The problem of complete, irreversible data anonymisation

by COMPRISE

06 July 2021

The concept of data anonymisation

Broadly speaking, data anonymisation can be defined as the process of irreversibly removing identifiable (confidential or private) information of both natural and legal persons ^[1] from raw datasets (e.g., text databases, audio recordings, etc.). But there is more to anonymisation than meets the eye, especially when it comes to actual humans!

The General Data Protection Regulation (GDPR) does not explicitly define anonymisation. However, it states in Recital 26 that “[the] principles of data protection should apply to any information concerning an identified or identifiable natural person. […] The principles of data protection should therefore not apply to anonymous information, namely information which does not relate to an identified or identifiable natural person or to personal data rendered anonymous in such a manner that the data subject is no longer identifiable”.

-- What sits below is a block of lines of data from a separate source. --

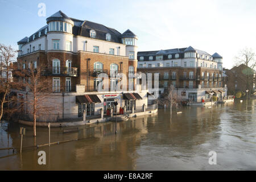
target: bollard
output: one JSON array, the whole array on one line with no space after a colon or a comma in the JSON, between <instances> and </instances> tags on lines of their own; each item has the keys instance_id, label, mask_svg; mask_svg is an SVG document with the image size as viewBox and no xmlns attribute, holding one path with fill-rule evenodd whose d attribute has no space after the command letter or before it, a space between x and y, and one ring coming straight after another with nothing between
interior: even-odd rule
<instances>
[{"instance_id":1,"label":"bollard","mask_svg":"<svg viewBox=\"0 0 256 182\"><path fill-rule=\"evenodd\" d=\"M103 112L103 109L101 108L101 119L103 118L103 116L104 116L104 112Z\"/></svg>"},{"instance_id":2,"label":"bollard","mask_svg":"<svg viewBox=\"0 0 256 182\"><path fill-rule=\"evenodd\" d=\"M111 118L113 117L113 109L110 109L110 117Z\"/></svg>"},{"instance_id":3,"label":"bollard","mask_svg":"<svg viewBox=\"0 0 256 182\"><path fill-rule=\"evenodd\" d=\"M84 112L82 113L82 121L85 121L86 118L86 110L84 110Z\"/></svg>"},{"instance_id":4,"label":"bollard","mask_svg":"<svg viewBox=\"0 0 256 182\"><path fill-rule=\"evenodd\" d=\"M134 114L134 105L133 105L133 106L131 107L131 113Z\"/></svg>"}]
</instances>

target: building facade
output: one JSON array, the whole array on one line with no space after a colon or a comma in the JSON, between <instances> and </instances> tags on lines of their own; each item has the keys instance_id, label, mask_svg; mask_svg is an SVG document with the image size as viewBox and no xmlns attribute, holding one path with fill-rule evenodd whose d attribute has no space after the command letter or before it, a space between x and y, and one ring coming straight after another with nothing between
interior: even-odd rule
<instances>
[{"instance_id":1,"label":"building facade","mask_svg":"<svg viewBox=\"0 0 256 182\"><path fill-rule=\"evenodd\" d=\"M255 92L255 72L242 64L230 69L224 69L224 82L226 84L228 93L234 95L237 92L242 91L253 94Z\"/></svg>"},{"instance_id":2,"label":"building facade","mask_svg":"<svg viewBox=\"0 0 256 182\"><path fill-rule=\"evenodd\" d=\"M81 117L85 109L88 116L100 114L101 109L106 113L117 99L118 108L128 111L132 105L147 105L147 90L142 90L132 76L124 81L124 77L137 72L138 38L133 32L121 34L61 11L46 21L46 26L18 42L17 68L43 68L42 77L51 82L46 103L55 105L53 115ZM107 77L99 77L101 73ZM23 79L26 78L15 78ZM27 91L19 96L25 97ZM31 109L27 106L23 110Z\"/></svg>"},{"instance_id":3,"label":"building facade","mask_svg":"<svg viewBox=\"0 0 256 182\"><path fill-rule=\"evenodd\" d=\"M152 79L152 90L154 77L158 76L161 93L172 85L182 101L201 102L209 100L212 93L220 100L226 97L227 88L222 84L222 59L217 53L210 55L191 46L138 52L137 69L146 75L148 85Z\"/></svg>"}]
</instances>

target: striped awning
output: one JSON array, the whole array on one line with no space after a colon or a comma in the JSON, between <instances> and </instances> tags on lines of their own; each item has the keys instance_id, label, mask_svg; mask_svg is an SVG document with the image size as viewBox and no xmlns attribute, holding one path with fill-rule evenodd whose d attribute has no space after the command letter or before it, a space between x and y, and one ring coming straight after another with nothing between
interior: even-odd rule
<instances>
[{"instance_id":1,"label":"striped awning","mask_svg":"<svg viewBox=\"0 0 256 182\"><path fill-rule=\"evenodd\" d=\"M123 99L124 100L135 100L136 97L133 94L131 93L124 93L123 94Z\"/></svg>"},{"instance_id":2,"label":"striped awning","mask_svg":"<svg viewBox=\"0 0 256 182\"><path fill-rule=\"evenodd\" d=\"M218 90L213 90L212 92L213 92L214 93L217 94L217 93L221 93L221 92L218 92Z\"/></svg>"},{"instance_id":3,"label":"striped awning","mask_svg":"<svg viewBox=\"0 0 256 182\"><path fill-rule=\"evenodd\" d=\"M142 100L142 98L137 93L133 93L131 94L133 94L136 98L136 100Z\"/></svg>"},{"instance_id":4,"label":"striped awning","mask_svg":"<svg viewBox=\"0 0 256 182\"><path fill-rule=\"evenodd\" d=\"M76 96L77 104L101 103L101 101L97 95Z\"/></svg>"}]
</instances>

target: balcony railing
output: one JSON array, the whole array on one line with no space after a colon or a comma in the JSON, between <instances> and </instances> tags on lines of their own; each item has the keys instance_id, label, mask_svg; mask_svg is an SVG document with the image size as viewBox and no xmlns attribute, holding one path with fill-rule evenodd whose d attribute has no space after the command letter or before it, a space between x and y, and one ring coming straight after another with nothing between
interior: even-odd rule
<instances>
[{"instance_id":1,"label":"balcony railing","mask_svg":"<svg viewBox=\"0 0 256 182\"><path fill-rule=\"evenodd\" d=\"M77 76L77 68L68 68L53 67L46 68L42 72L43 76Z\"/></svg>"}]
</instances>

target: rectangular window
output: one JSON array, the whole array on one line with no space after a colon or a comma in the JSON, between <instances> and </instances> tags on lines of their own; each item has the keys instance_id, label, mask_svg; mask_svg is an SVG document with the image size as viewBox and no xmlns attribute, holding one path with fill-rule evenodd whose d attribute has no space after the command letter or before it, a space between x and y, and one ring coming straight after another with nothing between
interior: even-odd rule
<instances>
[{"instance_id":1,"label":"rectangular window","mask_svg":"<svg viewBox=\"0 0 256 182\"><path fill-rule=\"evenodd\" d=\"M99 50L98 46L93 46L93 52L99 52L98 50Z\"/></svg>"},{"instance_id":2,"label":"rectangular window","mask_svg":"<svg viewBox=\"0 0 256 182\"><path fill-rule=\"evenodd\" d=\"M193 88L193 81L189 81L189 89Z\"/></svg>"},{"instance_id":3,"label":"rectangular window","mask_svg":"<svg viewBox=\"0 0 256 182\"><path fill-rule=\"evenodd\" d=\"M174 88L176 88L176 81L172 81L172 85L174 86Z\"/></svg>"},{"instance_id":4,"label":"rectangular window","mask_svg":"<svg viewBox=\"0 0 256 182\"><path fill-rule=\"evenodd\" d=\"M134 51L129 51L129 59L134 59Z\"/></svg>"},{"instance_id":5,"label":"rectangular window","mask_svg":"<svg viewBox=\"0 0 256 182\"><path fill-rule=\"evenodd\" d=\"M164 81L164 88L168 87L168 81Z\"/></svg>"},{"instance_id":6,"label":"rectangular window","mask_svg":"<svg viewBox=\"0 0 256 182\"><path fill-rule=\"evenodd\" d=\"M66 50L68 51L71 51L72 42L71 41L66 41Z\"/></svg>"},{"instance_id":7,"label":"rectangular window","mask_svg":"<svg viewBox=\"0 0 256 182\"><path fill-rule=\"evenodd\" d=\"M60 49L60 40L52 40L53 50Z\"/></svg>"},{"instance_id":8,"label":"rectangular window","mask_svg":"<svg viewBox=\"0 0 256 182\"><path fill-rule=\"evenodd\" d=\"M110 55L114 55L115 53L114 53L114 51L115 51L115 49L113 49L113 48L110 48L109 49L109 54Z\"/></svg>"},{"instance_id":9,"label":"rectangular window","mask_svg":"<svg viewBox=\"0 0 256 182\"><path fill-rule=\"evenodd\" d=\"M52 92L60 92L60 78L52 78Z\"/></svg>"},{"instance_id":10,"label":"rectangular window","mask_svg":"<svg viewBox=\"0 0 256 182\"><path fill-rule=\"evenodd\" d=\"M157 60L163 60L163 55L156 56L155 59Z\"/></svg>"}]
</instances>

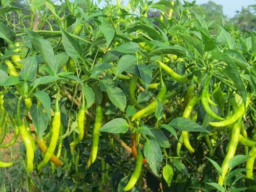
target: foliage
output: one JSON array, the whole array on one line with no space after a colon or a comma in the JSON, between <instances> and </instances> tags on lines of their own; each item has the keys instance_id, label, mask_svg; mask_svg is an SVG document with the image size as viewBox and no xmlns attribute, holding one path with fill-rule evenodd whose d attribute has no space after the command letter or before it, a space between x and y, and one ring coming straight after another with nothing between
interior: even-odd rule
<instances>
[{"instance_id":1,"label":"foliage","mask_svg":"<svg viewBox=\"0 0 256 192\"><path fill-rule=\"evenodd\" d=\"M23 139L21 188L255 188L253 31L186 2L26 2L0 8L0 134ZM46 151L52 162L37 167Z\"/></svg>"}]
</instances>

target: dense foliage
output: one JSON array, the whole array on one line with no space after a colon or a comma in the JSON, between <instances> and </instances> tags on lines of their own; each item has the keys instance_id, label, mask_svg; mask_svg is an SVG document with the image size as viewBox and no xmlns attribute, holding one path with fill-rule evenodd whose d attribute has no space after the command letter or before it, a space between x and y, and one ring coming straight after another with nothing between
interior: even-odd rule
<instances>
[{"instance_id":1,"label":"dense foliage","mask_svg":"<svg viewBox=\"0 0 256 192\"><path fill-rule=\"evenodd\" d=\"M24 166L0 186L255 190L254 32L185 1L26 2L0 8L0 147Z\"/></svg>"}]
</instances>

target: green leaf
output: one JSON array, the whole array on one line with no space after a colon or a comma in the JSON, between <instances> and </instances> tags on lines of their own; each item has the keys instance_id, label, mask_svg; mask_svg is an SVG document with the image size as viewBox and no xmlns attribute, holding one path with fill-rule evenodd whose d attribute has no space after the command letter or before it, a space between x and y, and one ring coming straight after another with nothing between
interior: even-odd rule
<instances>
[{"instance_id":1,"label":"green leaf","mask_svg":"<svg viewBox=\"0 0 256 192\"><path fill-rule=\"evenodd\" d=\"M163 177L169 187L174 177L174 169L170 165L166 165L163 168Z\"/></svg>"},{"instance_id":2,"label":"green leaf","mask_svg":"<svg viewBox=\"0 0 256 192\"><path fill-rule=\"evenodd\" d=\"M47 128L48 116L46 113L44 113L44 108L41 106L37 106L34 104L29 111L36 132L38 135L39 139L40 139L44 132Z\"/></svg>"},{"instance_id":3,"label":"green leaf","mask_svg":"<svg viewBox=\"0 0 256 192\"><path fill-rule=\"evenodd\" d=\"M115 36L115 29L106 20L103 21L101 25L99 26L99 29L106 38L106 46L109 47Z\"/></svg>"},{"instance_id":4,"label":"green leaf","mask_svg":"<svg viewBox=\"0 0 256 192\"><path fill-rule=\"evenodd\" d=\"M146 92L147 92L148 86L152 79L152 70L150 66L141 63L139 63L138 65L138 69L140 73L140 77L145 83L145 88Z\"/></svg>"},{"instance_id":5,"label":"green leaf","mask_svg":"<svg viewBox=\"0 0 256 192\"><path fill-rule=\"evenodd\" d=\"M210 158L208 158L208 157L206 157L206 158L207 158L207 159L209 160L209 161L210 161L211 164L212 164L214 166L214 167L215 167L215 168L216 168L216 169L218 170L218 172L220 173L220 174L221 175L222 175L222 170L221 169L221 167L220 166L220 165L219 165L217 163L216 163L214 160L213 160L212 159L210 159Z\"/></svg>"},{"instance_id":6,"label":"green leaf","mask_svg":"<svg viewBox=\"0 0 256 192\"><path fill-rule=\"evenodd\" d=\"M206 183L209 185L213 186L214 188L217 188L221 192L225 192L225 188L219 184L216 183L209 183L209 182L205 182L205 183Z\"/></svg>"},{"instance_id":7,"label":"green leaf","mask_svg":"<svg viewBox=\"0 0 256 192\"><path fill-rule=\"evenodd\" d=\"M37 61L35 55L25 58L23 62L24 65L19 75L24 81L30 81L35 77L37 69Z\"/></svg>"},{"instance_id":8,"label":"green leaf","mask_svg":"<svg viewBox=\"0 0 256 192\"><path fill-rule=\"evenodd\" d=\"M234 82L234 86L238 89L238 93L243 99L244 107L246 108L246 88L238 70L232 66L227 66L222 71Z\"/></svg>"},{"instance_id":9,"label":"green leaf","mask_svg":"<svg viewBox=\"0 0 256 192\"><path fill-rule=\"evenodd\" d=\"M8 42L12 44L16 39L16 35L7 25L0 23L0 38L3 38Z\"/></svg>"},{"instance_id":10,"label":"green leaf","mask_svg":"<svg viewBox=\"0 0 256 192\"><path fill-rule=\"evenodd\" d=\"M170 121L168 125L181 131L209 133L207 130L196 122L183 117L176 118Z\"/></svg>"},{"instance_id":11,"label":"green leaf","mask_svg":"<svg viewBox=\"0 0 256 192\"><path fill-rule=\"evenodd\" d=\"M124 54L132 54L140 50L140 46L134 42L128 42L122 44L112 51L117 51Z\"/></svg>"},{"instance_id":12,"label":"green leaf","mask_svg":"<svg viewBox=\"0 0 256 192\"><path fill-rule=\"evenodd\" d=\"M115 78L118 75L125 71L126 69L134 65L137 59L134 56L131 55L124 55L121 57L117 64L117 71Z\"/></svg>"},{"instance_id":13,"label":"green leaf","mask_svg":"<svg viewBox=\"0 0 256 192\"><path fill-rule=\"evenodd\" d=\"M157 105L156 108L156 112L155 113L155 116L157 118L158 120L161 120L163 118L163 108L162 103L160 100L157 98Z\"/></svg>"},{"instance_id":14,"label":"green leaf","mask_svg":"<svg viewBox=\"0 0 256 192\"><path fill-rule=\"evenodd\" d=\"M19 83L19 80L18 77L15 76L9 76L5 82L1 83L0 86L11 86Z\"/></svg>"},{"instance_id":15,"label":"green leaf","mask_svg":"<svg viewBox=\"0 0 256 192\"><path fill-rule=\"evenodd\" d=\"M146 139L144 144L144 154L152 172L158 177L162 162L162 152L157 141Z\"/></svg>"},{"instance_id":16,"label":"green leaf","mask_svg":"<svg viewBox=\"0 0 256 192\"><path fill-rule=\"evenodd\" d=\"M187 170L186 168L186 167L179 159L173 158L172 160L173 162L174 163L174 166L175 166L178 170L179 170L180 172L184 174L186 176L189 176L188 172L187 172Z\"/></svg>"},{"instance_id":17,"label":"green leaf","mask_svg":"<svg viewBox=\"0 0 256 192\"><path fill-rule=\"evenodd\" d=\"M117 87L110 87L106 89L106 92L110 100L115 106L124 111L126 106L126 98L122 90Z\"/></svg>"},{"instance_id":18,"label":"green leaf","mask_svg":"<svg viewBox=\"0 0 256 192\"><path fill-rule=\"evenodd\" d=\"M236 41L233 37L223 27L219 26L216 42L220 44L223 42L227 42L229 49L236 49Z\"/></svg>"},{"instance_id":19,"label":"green leaf","mask_svg":"<svg viewBox=\"0 0 256 192\"><path fill-rule=\"evenodd\" d=\"M153 140L157 141L160 147L164 148L169 148L170 147L170 144L167 138L161 130L154 129L151 129L150 131L154 135Z\"/></svg>"},{"instance_id":20,"label":"green leaf","mask_svg":"<svg viewBox=\"0 0 256 192\"><path fill-rule=\"evenodd\" d=\"M251 156L248 155L236 155L230 160L230 161L229 161L229 170L231 170L236 166L245 162L250 157L251 157Z\"/></svg>"},{"instance_id":21,"label":"green leaf","mask_svg":"<svg viewBox=\"0 0 256 192\"><path fill-rule=\"evenodd\" d=\"M118 118L107 122L99 129L99 131L112 133L121 133L126 132L129 127L129 125L125 120Z\"/></svg>"},{"instance_id":22,"label":"green leaf","mask_svg":"<svg viewBox=\"0 0 256 192\"><path fill-rule=\"evenodd\" d=\"M48 115L48 118L51 119L51 99L49 95L43 91L37 91L34 93L34 95L41 102Z\"/></svg>"},{"instance_id":23,"label":"green leaf","mask_svg":"<svg viewBox=\"0 0 256 192\"><path fill-rule=\"evenodd\" d=\"M169 124L161 124L161 126L164 128L167 131L169 131L175 137L175 139L178 140L178 135L175 130Z\"/></svg>"},{"instance_id":24,"label":"green leaf","mask_svg":"<svg viewBox=\"0 0 256 192\"><path fill-rule=\"evenodd\" d=\"M55 65L57 62L56 60L54 52L51 43L48 40L41 38L34 37L33 39L34 47L39 49L41 52L44 61L54 73L56 69Z\"/></svg>"},{"instance_id":25,"label":"green leaf","mask_svg":"<svg viewBox=\"0 0 256 192\"><path fill-rule=\"evenodd\" d=\"M34 82L31 83L31 86L33 86L33 88L35 89L40 84L47 84L60 79L63 79L63 78L59 77L54 77L50 75L44 76L38 78L38 79L36 79Z\"/></svg>"},{"instance_id":26,"label":"green leaf","mask_svg":"<svg viewBox=\"0 0 256 192\"><path fill-rule=\"evenodd\" d=\"M126 113L125 114L125 117L129 117L133 116L136 113L136 109L134 106L132 105L128 105L126 108Z\"/></svg>"},{"instance_id":27,"label":"green leaf","mask_svg":"<svg viewBox=\"0 0 256 192\"><path fill-rule=\"evenodd\" d=\"M73 60L76 60L80 57L81 49L77 40L62 28L60 28L60 31L62 37L63 46L68 55Z\"/></svg>"}]
</instances>

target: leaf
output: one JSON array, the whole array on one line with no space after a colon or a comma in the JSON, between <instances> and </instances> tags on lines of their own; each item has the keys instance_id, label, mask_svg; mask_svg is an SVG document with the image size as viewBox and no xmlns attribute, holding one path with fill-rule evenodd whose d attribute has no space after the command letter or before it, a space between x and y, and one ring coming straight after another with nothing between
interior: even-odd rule
<instances>
[{"instance_id":1,"label":"leaf","mask_svg":"<svg viewBox=\"0 0 256 192\"><path fill-rule=\"evenodd\" d=\"M33 55L23 59L24 65L20 71L19 75L24 81L32 80L36 74L37 61L35 55Z\"/></svg>"},{"instance_id":2,"label":"leaf","mask_svg":"<svg viewBox=\"0 0 256 192\"><path fill-rule=\"evenodd\" d=\"M122 90L117 87L110 87L106 89L106 92L110 100L115 106L124 111L126 106L126 98Z\"/></svg>"},{"instance_id":3,"label":"leaf","mask_svg":"<svg viewBox=\"0 0 256 192\"><path fill-rule=\"evenodd\" d=\"M116 74L114 78L134 65L137 60L136 57L131 55L124 55L121 57L117 64Z\"/></svg>"},{"instance_id":4,"label":"leaf","mask_svg":"<svg viewBox=\"0 0 256 192\"><path fill-rule=\"evenodd\" d=\"M178 140L178 135L175 130L169 124L161 124L161 126L164 128L167 131L169 131L175 137L175 139Z\"/></svg>"},{"instance_id":5,"label":"leaf","mask_svg":"<svg viewBox=\"0 0 256 192\"><path fill-rule=\"evenodd\" d=\"M162 103L160 100L157 98L157 105L156 108L156 112L155 113L155 116L157 118L158 120L161 120L163 118L163 108Z\"/></svg>"},{"instance_id":6,"label":"leaf","mask_svg":"<svg viewBox=\"0 0 256 192\"><path fill-rule=\"evenodd\" d=\"M9 76L5 82L1 83L0 86L11 86L19 83L18 77Z\"/></svg>"},{"instance_id":7,"label":"leaf","mask_svg":"<svg viewBox=\"0 0 256 192\"><path fill-rule=\"evenodd\" d=\"M233 157L229 161L229 170L231 170L236 166L246 161L251 157L248 155L238 155Z\"/></svg>"},{"instance_id":8,"label":"leaf","mask_svg":"<svg viewBox=\"0 0 256 192\"><path fill-rule=\"evenodd\" d=\"M170 165L166 165L163 169L163 177L169 187L174 177L174 169Z\"/></svg>"},{"instance_id":9,"label":"leaf","mask_svg":"<svg viewBox=\"0 0 256 192\"><path fill-rule=\"evenodd\" d=\"M216 42L220 44L223 42L227 42L229 49L236 49L236 41L233 37L223 27L219 26Z\"/></svg>"},{"instance_id":10,"label":"leaf","mask_svg":"<svg viewBox=\"0 0 256 192\"><path fill-rule=\"evenodd\" d=\"M69 33L60 28L62 37L62 44L66 52L73 60L81 57L81 49L78 41Z\"/></svg>"},{"instance_id":11,"label":"leaf","mask_svg":"<svg viewBox=\"0 0 256 192\"><path fill-rule=\"evenodd\" d=\"M44 108L41 106L37 106L34 104L31 106L29 111L33 123L35 125L35 130L40 139L47 128L48 116L46 113L44 113Z\"/></svg>"},{"instance_id":12,"label":"leaf","mask_svg":"<svg viewBox=\"0 0 256 192\"><path fill-rule=\"evenodd\" d=\"M152 79L152 70L150 66L141 63L139 63L138 65L138 69L139 70L141 79L145 82L145 88L146 92Z\"/></svg>"},{"instance_id":13,"label":"leaf","mask_svg":"<svg viewBox=\"0 0 256 192\"><path fill-rule=\"evenodd\" d=\"M180 46L162 46L151 52L148 55L162 55L164 54L172 54L181 56L193 57L193 55Z\"/></svg>"},{"instance_id":14,"label":"leaf","mask_svg":"<svg viewBox=\"0 0 256 192\"><path fill-rule=\"evenodd\" d=\"M217 188L221 192L225 192L225 188L219 184L216 183L209 183L209 182L205 182L205 183L206 183L209 185L213 186L214 188Z\"/></svg>"},{"instance_id":15,"label":"leaf","mask_svg":"<svg viewBox=\"0 0 256 192\"><path fill-rule=\"evenodd\" d=\"M51 99L49 95L43 91L37 91L34 93L34 95L41 102L48 115L48 118L51 119Z\"/></svg>"},{"instance_id":16,"label":"leaf","mask_svg":"<svg viewBox=\"0 0 256 192\"><path fill-rule=\"evenodd\" d=\"M0 10L1 9L0 8ZM7 25L0 23L0 38L3 38L8 42L12 44L16 39L16 35Z\"/></svg>"},{"instance_id":17,"label":"leaf","mask_svg":"<svg viewBox=\"0 0 256 192\"><path fill-rule=\"evenodd\" d=\"M50 75L44 76L36 79L31 83L31 86L33 86L33 88L35 89L40 84L47 84L60 79L63 79L63 78Z\"/></svg>"},{"instance_id":18,"label":"leaf","mask_svg":"<svg viewBox=\"0 0 256 192\"><path fill-rule=\"evenodd\" d=\"M125 114L125 117L129 117L133 116L136 113L136 109L134 106L132 105L128 105L126 108L126 113Z\"/></svg>"},{"instance_id":19,"label":"leaf","mask_svg":"<svg viewBox=\"0 0 256 192\"><path fill-rule=\"evenodd\" d=\"M107 122L99 129L99 131L112 133L121 133L126 132L129 127L129 125L125 120L118 118Z\"/></svg>"},{"instance_id":20,"label":"leaf","mask_svg":"<svg viewBox=\"0 0 256 192\"><path fill-rule=\"evenodd\" d=\"M218 164L217 163L216 163L214 160L213 160L211 159L208 158L208 157L206 157L207 159L210 161L211 164L212 164L214 166L214 167L216 168L216 169L218 170L218 172L220 173L220 174L222 175L222 170L221 169L221 167L220 165Z\"/></svg>"},{"instance_id":21,"label":"leaf","mask_svg":"<svg viewBox=\"0 0 256 192\"><path fill-rule=\"evenodd\" d=\"M146 139L144 145L144 154L152 172L158 177L162 162L162 152L157 141Z\"/></svg>"},{"instance_id":22,"label":"leaf","mask_svg":"<svg viewBox=\"0 0 256 192\"><path fill-rule=\"evenodd\" d=\"M44 61L54 73L55 71L55 65L57 65L57 61L51 43L41 38L34 37L33 40L34 46L38 48L41 52Z\"/></svg>"},{"instance_id":23,"label":"leaf","mask_svg":"<svg viewBox=\"0 0 256 192\"><path fill-rule=\"evenodd\" d=\"M180 172L183 173L186 176L188 177L188 172L187 172L187 170L184 164L181 163L181 161L177 159L172 159L173 162L174 163L174 166L179 170Z\"/></svg>"},{"instance_id":24,"label":"leaf","mask_svg":"<svg viewBox=\"0 0 256 192\"><path fill-rule=\"evenodd\" d=\"M183 117L176 118L170 121L168 125L181 131L209 133L207 130L199 124Z\"/></svg>"},{"instance_id":25,"label":"leaf","mask_svg":"<svg viewBox=\"0 0 256 192\"><path fill-rule=\"evenodd\" d=\"M233 82L234 86L238 89L238 93L243 99L244 107L246 108L247 99L246 89L239 72L237 69L232 66L227 66L222 71Z\"/></svg>"},{"instance_id":26,"label":"leaf","mask_svg":"<svg viewBox=\"0 0 256 192\"><path fill-rule=\"evenodd\" d=\"M111 51L117 51L124 54L132 54L140 50L139 45L134 42L128 42L117 47Z\"/></svg>"},{"instance_id":27,"label":"leaf","mask_svg":"<svg viewBox=\"0 0 256 192\"><path fill-rule=\"evenodd\" d=\"M104 20L101 25L99 26L99 29L102 31L106 39L106 46L109 47L115 36L115 29L106 20Z\"/></svg>"},{"instance_id":28,"label":"leaf","mask_svg":"<svg viewBox=\"0 0 256 192\"><path fill-rule=\"evenodd\" d=\"M155 140L159 144L159 146L162 147L169 148L170 144L167 138L164 135L161 130L151 129L150 130L154 135L153 140Z\"/></svg>"}]
</instances>

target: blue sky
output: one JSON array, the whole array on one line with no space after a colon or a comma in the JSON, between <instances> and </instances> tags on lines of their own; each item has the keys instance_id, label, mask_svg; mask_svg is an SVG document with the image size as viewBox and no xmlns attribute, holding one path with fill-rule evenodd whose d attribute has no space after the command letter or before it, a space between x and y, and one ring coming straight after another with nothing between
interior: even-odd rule
<instances>
[{"instance_id":1,"label":"blue sky","mask_svg":"<svg viewBox=\"0 0 256 192\"><path fill-rule=\"evenodd\" d=\"M193 0L186 0L192 2ZM197 4L202 4L207 3L209 0L196 0ZM250 5L256 4L254 0L211 0L217 4L223 6L223 12L228 17L231 17L236 14L236 11L240 11L242 7L247 7Z\"/></svg>"}]
</instances>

The personal data or information to which Recital 26 refers to can be found in GDPR, Article 4(1). Simply put, they are unique identifiers (e.g., names, national identification numbers, etc.) that allow for the direct identification of individuals, and online identifiers provided by the device, app, tool or protocol used by the data subject (e.g., IP address, cookie identifier, radio frequency identification tag, etc.) as indicated in Recital 30.

But ‘identifiable’ does not end here, as a person can also be indirectly identified by linking other publicly available or privately acquired information concerning his/her persona (e.g., place of birth, race, religion, physical attributes, activities, employment information, medical information, education information, etc.), making anonymisation an extremely delicate and complicated task. This type of information is known as quasi-identifiers.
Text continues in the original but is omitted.